A/N I don't own anything, but my own imagination. The characters sadly belong to the talented Mrs. Stephenie Meyer and the lyrics belong to the ever beautiful Christina Aguilera.

Alright guys, this is my first published works. Let me know what you think.

This story will contain violence and mentions incest, not graphically.

Sparkling Angel, I'm Ok


It's been 6 months since I've been living here with Charlie. Things started out fine, I was fine until the memories surfaced in my bedroom. The nights I witnessed him slap my mother. The nights I got too close… It was a secret I vowed to never speak of again. Charlie was the Chief of Police now, surely he'd changed. I was right things were good… until he would drink…
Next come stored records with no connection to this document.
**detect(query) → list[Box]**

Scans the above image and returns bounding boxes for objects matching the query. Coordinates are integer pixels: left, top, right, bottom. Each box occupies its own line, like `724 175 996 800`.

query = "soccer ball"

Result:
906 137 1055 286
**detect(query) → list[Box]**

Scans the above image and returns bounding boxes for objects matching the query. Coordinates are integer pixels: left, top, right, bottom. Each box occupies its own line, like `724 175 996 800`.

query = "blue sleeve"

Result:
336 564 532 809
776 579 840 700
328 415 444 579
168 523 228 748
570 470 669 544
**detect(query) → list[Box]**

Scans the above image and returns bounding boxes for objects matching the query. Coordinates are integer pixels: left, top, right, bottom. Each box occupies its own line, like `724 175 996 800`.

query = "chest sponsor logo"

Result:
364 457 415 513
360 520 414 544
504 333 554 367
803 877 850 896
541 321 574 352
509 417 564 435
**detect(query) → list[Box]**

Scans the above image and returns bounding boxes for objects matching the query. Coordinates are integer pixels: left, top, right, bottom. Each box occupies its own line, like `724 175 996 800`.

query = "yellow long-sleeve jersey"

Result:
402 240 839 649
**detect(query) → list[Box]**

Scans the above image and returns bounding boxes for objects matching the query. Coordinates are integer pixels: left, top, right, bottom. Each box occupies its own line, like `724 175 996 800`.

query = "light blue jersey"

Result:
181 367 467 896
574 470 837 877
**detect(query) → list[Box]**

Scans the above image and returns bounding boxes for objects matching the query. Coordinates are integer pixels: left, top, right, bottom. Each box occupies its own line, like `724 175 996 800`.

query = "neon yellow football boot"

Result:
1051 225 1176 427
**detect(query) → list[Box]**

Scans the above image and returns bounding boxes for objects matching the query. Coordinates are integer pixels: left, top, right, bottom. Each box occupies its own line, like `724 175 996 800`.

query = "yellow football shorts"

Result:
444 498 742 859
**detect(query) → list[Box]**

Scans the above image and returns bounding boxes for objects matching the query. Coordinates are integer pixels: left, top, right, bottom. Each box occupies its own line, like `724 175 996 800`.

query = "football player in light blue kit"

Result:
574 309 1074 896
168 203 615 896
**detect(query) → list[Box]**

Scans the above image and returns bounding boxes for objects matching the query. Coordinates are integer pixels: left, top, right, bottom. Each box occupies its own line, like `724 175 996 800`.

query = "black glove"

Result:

Once upon a time there was a girl

In her early years she had to learn

How to grow up living in a war that she called home

Never know just where to turn for shelter from the storm

Hurt me to see the pain across my mother's face

Every time my father's fist would put her in her place

Hearing all the yelling I would cry up in my room

Hoping it would be over soon…

Most people think that Renee and I fled when I was barely a year old. In truth we weren't allowed to leave the house… My mom had the courage to take us away after my 5th birthday. Once his rage began to physically harm us both. But she didn't know he'd always hit me. Even as a small baby. The marks hidden by my clothes. I went with what the town thought, how could I ever even implicate him without serious consequences.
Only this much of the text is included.